Importantly, a breakdown of the glycocalyx results in capillary leakage and a significant loss of intravascular volume, which additionally worsens hypovolemia in already shocked patients, further intensifying tissue hypoperfusion and shock severity.[8 ]
Moreover, the release of heparinlike substances, such as heparan sulfate or chondroitin sulfate, as a consequence of glycocalyx shedding was proposed as a potential additional driver of TIC due to an endogenous autoheparinization process.[32 ] Whether and to what extent autoheparinization plays a role as an additional anticoagulant mechanism that increases bleeding tendency is currently under debate. A recent study investigating potential autoheparinization with different VET assays in severely injured trauma patients did not indicate that the release of heparan sulfate plays a significant role in the pathogenesis of TIC.[33 ]

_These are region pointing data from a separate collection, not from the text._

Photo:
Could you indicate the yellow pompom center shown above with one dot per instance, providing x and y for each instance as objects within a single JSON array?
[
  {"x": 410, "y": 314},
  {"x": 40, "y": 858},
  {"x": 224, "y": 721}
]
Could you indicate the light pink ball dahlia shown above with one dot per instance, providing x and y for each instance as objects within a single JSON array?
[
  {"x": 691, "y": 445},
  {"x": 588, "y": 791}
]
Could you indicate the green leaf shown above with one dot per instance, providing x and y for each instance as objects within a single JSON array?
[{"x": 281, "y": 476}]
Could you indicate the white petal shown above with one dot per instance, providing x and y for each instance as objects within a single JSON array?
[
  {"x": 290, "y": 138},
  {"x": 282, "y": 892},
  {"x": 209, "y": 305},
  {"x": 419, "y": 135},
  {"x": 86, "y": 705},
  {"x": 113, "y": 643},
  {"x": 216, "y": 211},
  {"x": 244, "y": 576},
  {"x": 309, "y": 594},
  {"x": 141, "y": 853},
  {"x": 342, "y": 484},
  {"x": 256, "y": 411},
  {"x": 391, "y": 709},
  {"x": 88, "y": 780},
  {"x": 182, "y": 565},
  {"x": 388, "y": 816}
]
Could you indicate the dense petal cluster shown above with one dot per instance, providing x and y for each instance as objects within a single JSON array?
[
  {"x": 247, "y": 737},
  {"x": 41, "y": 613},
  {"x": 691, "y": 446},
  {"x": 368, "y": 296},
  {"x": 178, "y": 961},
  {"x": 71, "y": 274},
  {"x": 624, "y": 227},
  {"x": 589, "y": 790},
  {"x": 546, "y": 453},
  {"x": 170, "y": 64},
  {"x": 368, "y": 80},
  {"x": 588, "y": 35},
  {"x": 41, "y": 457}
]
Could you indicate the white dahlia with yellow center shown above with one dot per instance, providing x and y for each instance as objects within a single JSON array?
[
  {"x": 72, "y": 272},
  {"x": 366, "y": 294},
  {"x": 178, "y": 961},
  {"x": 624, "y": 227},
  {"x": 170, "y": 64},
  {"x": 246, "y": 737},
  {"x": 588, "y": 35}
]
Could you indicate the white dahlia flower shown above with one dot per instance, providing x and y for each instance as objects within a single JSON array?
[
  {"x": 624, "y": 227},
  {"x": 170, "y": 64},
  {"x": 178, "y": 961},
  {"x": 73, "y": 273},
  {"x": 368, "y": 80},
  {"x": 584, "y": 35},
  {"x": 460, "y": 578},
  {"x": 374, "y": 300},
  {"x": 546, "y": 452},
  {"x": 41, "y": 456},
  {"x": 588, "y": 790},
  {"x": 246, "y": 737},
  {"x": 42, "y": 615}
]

Taken together, endotheliopathy of trauma is driven by shock-related release of adrenalin and vasopressin into the bloodstream, which promotes hypocoagulability, hyperfibrinolysis (HF), increased bleeding risk, transfusion requirements, and mortality.
Hyperfibrinolysis
HF has been identified as a predominant driver of TIC, which is strongly associated with poor outcomes in trauma patients.[34 ]
[35 ]
[36 ]
[37 ]
Two mechanisms have been proposed as potential activators of profibrinolytic pathways after a major injury. Brohi et al suggested that hypovolemic shock stimulates the endothelial synthesis of thrombomodulin, which binds thrombin. This complex, in turn, activates protein C. Activated protein C, the main anticoagulant protein of the body, promotes HF by inhibiting plasminogen activator inhibitor-1 (PAI-1), which is the most important antagonist of the profibrinolytic enzyme tissue plasminogen activator (tPA).[38 ]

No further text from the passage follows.